Wednesday, February 15, 2012

Remembering Hank Locklin

I wanted to take a moment and remember one of the finest singers in the history of the Grand Ole Opry and that is Lawrence Hankins Locklin, known to all of us as Hank Locklin, who would have celebrated his 94th birthday today, February 15. Hank Locklin had one of the most pleasing and popular country music voices of the 1960s. Not only was he very popular in the United States, but he had a strong career in England and Ireland.

Hank was born on February 15, 1918 in McClellan, Florida. He grew up and attended school in Munson and was singing in amateur contests by the age of 10. He worked various jobs until accepting his first radio job in 1942, at WCOA in Pensacola. He also did radio shows in Panama City and Mobile.

After serving in the military he moved west and appeared on the Big D Jamboree in Dallas and then the Louisiana Hayride. He did some early recording on Decca Records before signing with Bill McCall's 4 Star label. His first hit was in 1949 with "The Same Sweet Girl" which made the top 10 in the country charts. His first number one record came in 1953 with "Let Me Be The One", after which he signed with RCA Records.

His first RCA hit was "Why Baby, Why" followed by "Geisha Girl", which became a top 5 hit. From that point on, Hank would show up on the charts on a regular basis. In 1958, he had the first of his 2 major hits, "Send Me the Pillow That You Dream On", which was a top 5 hit. His biggest hit came in 1960 with, "Please Help Me, I'm Falling", which spent 14 weeks at #1 and was also a top 5 pop hit.

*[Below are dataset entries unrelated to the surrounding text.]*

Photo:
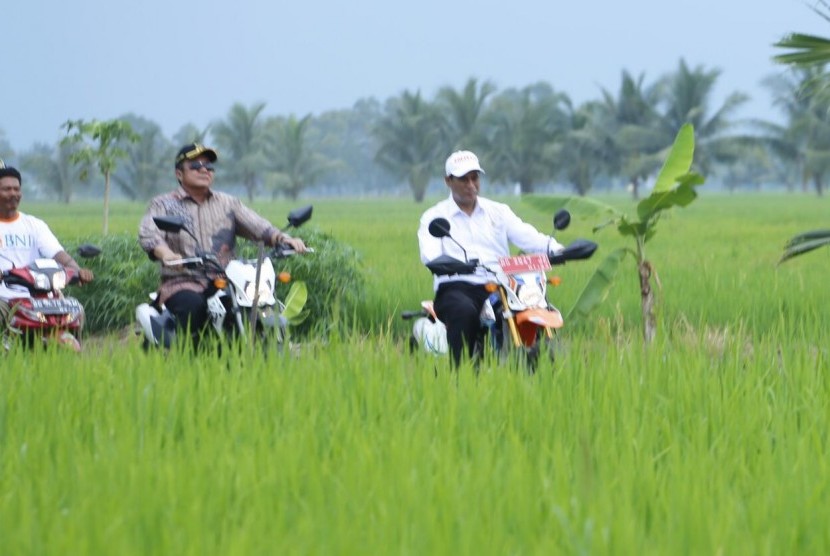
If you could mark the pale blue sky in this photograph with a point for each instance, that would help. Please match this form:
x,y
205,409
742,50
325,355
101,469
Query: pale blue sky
x,y
176,62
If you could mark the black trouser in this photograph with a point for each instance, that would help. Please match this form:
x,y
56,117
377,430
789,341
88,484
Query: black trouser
x,y
458,305
190,310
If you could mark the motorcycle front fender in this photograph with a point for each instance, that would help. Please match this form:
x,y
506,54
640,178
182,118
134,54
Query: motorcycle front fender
x,y
529,321
550,318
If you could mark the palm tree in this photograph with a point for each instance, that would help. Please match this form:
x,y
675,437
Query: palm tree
x,y
520,126
462,112
53,169
687,96
810,51
633,141
578,156
295,165
410,141
147,170
800,96
240,141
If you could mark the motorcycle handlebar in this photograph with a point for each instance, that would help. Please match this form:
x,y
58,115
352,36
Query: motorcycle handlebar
x,y
280,251
188,261
407,315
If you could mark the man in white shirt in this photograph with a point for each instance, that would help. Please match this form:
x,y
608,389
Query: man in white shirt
x,y
24,238
485,229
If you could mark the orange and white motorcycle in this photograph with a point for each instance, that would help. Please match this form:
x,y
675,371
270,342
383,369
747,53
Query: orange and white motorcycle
x,y
517,316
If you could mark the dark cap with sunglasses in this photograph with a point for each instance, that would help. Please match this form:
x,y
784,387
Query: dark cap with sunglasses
x,y
195,150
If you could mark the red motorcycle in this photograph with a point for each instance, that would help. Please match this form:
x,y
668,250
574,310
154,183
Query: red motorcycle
x,y
38,310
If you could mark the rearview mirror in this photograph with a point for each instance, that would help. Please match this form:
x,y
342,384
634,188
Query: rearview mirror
x,y
561,220
440,227
299,216
169,223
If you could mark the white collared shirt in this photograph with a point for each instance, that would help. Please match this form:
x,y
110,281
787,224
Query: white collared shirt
x,y
486,235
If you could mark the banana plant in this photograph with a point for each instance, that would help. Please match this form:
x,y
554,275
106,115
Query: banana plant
x,y
295,310
804,243
675,186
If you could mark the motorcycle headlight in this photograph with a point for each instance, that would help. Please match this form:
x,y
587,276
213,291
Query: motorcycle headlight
x,y
530,295
264,290
41,280
59,280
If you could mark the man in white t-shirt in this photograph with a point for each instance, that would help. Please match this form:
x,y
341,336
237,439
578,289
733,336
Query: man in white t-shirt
x,y
485,229
24,238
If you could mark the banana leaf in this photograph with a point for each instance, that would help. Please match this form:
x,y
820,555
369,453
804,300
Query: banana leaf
x,y
598,286
294,303
795,249
679,160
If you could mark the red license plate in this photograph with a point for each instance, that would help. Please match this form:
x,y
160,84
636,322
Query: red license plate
x,y
524,263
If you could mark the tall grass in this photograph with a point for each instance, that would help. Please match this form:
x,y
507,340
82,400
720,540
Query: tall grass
x,y
711,441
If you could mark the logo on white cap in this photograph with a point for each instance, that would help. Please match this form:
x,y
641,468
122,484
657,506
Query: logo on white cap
x,y
462,162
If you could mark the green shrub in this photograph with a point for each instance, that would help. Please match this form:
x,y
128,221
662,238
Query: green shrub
x,y
332,274
124,276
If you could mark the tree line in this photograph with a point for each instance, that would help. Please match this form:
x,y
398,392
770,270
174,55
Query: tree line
x,y
529,137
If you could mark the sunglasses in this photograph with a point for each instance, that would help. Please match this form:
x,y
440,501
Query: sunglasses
x,y
196,166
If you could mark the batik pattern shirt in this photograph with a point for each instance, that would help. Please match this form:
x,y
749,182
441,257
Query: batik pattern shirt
x,y
216,223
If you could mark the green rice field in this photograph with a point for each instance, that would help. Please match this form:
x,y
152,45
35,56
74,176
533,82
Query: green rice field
x,y
713,440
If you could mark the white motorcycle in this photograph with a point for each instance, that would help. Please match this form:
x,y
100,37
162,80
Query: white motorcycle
x,y
240,298
517,315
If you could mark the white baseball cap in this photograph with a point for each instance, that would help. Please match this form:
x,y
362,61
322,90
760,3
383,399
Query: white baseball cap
x,y
460,163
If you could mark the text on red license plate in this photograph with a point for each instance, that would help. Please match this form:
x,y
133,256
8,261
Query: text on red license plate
x,y
524,263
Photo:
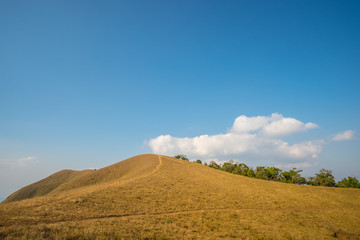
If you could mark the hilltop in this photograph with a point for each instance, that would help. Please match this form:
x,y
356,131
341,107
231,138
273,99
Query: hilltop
x,y
158,197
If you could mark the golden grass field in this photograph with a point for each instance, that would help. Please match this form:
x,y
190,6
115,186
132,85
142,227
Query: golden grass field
x,y
158,197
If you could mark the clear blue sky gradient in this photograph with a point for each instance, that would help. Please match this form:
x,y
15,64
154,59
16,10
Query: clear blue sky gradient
x,y
85,83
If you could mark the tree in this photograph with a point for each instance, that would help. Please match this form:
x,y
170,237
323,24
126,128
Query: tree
x,y
273,173
260,172
213,164
241,169
182,157
349,182
229,166
198,161
293,176
323,178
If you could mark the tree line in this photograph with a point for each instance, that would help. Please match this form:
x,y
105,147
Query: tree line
x,y
322,178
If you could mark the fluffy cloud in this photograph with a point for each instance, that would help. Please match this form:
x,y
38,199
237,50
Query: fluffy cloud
x,y
20,163
249,137
274,126
343,136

The success continued as Hank had 70 singles that made it onto the country charts, and he recorded 65 albums. He stayed with RCA until 1972, when he left to go to MGM. He stayed there for 3 years, finally moving to Plantation Records.

Hank joined the Grand Ole Opry on November 9, 1960. He would remain an Opry member until his death. While Hank was a regular performer on the Opry for most of his career, he prefered not to live in Nashville, but in Florida. In fact, his title was the honorary mayor of McClellan, Florida, and he was introduced that way many times on the Opry.

Hank's voice stayed strong right up until his death on March 8, 2009. Even in his later years, he was still recording new material. When he passed away at the age of 91, he was the Opry's oldest living member. Over the last decade of his life, Hank spent most of his time living in Brewton, Alabama, which is where he passed away. He would come up and do the Opry several times each yer, making his last scheduled appearance on Saturday September 8, 2007.

To remember Hank Locklin, here is the Opry line up from the night of his last scheduled appearance on the Grand Ole Opry:

6:30: Steve Wariner (host); Jesse McReynolds & The Virginia Boys; Wade Hayes
7:00: The Whites (host); Catherine Britt; Blue County
7:30: Jimmy C Newman (host); Dale Ann Bradley; Jennifer Hanson
8:00: Porter Wagoner (host); HANK LOCKLIN; Jeff Bates; Opry Square Dancers
8:30: John Conlee (host); Mel McDaniel; Buddy Jewel

Hank was one of those Opry members that had such a great voice and he had a fine career in country music.


  1. I enjoyed this Byron. One of my biggest highlights of my only trip to the Opry (so far), was seeing Hank. He sang, "Danny Boy" that night.

    I remember Jean Shepard (in her funny way of saying things) after Hank was done, "Now, how can I follow that".

  2. I always loved how he'd ask, "You love me, don't you?" He seemed like just a happy, wonderful man.

  3. I sent Hank a letter once asking if I could mail some of my LPs for him to autograph. One day I was sitting in my office at my desk and the phone rang. I picked it up and it was Hank Locklin calling to tell me he'd be glad to sign my albums and to visit. Classic. One of the reasons I'm an under 40 Opry Fan -- back when the Opry stars were real people and not some made-up wanna be rock stars who feel like fans are just an imposition. BTW/ I was the in balcony the night the Opry went back to the Ryan for the first time in 1999 -- I used to go the Opry a lot and have a lot of wonderful memories but I can honestly say when Hank Locklin sang "Danny Boy" that night, it gave me chills. (OldtimeOpry)

  4. Fred in Bismarck here:

    Thanks, Byron. I loved Hank, and you're right about him never losing that wonderful voice. He was blessed that way, as are only a few. (Porter is another who comes to mind.) I like his Plantation re-cuts even better than the RCA originals: the same knockout teardrop tenor, but arrangements that are more country.

  5. I heard and read in several interviews the reason why he had that wonderful tenor voice was because he never smoked or drank.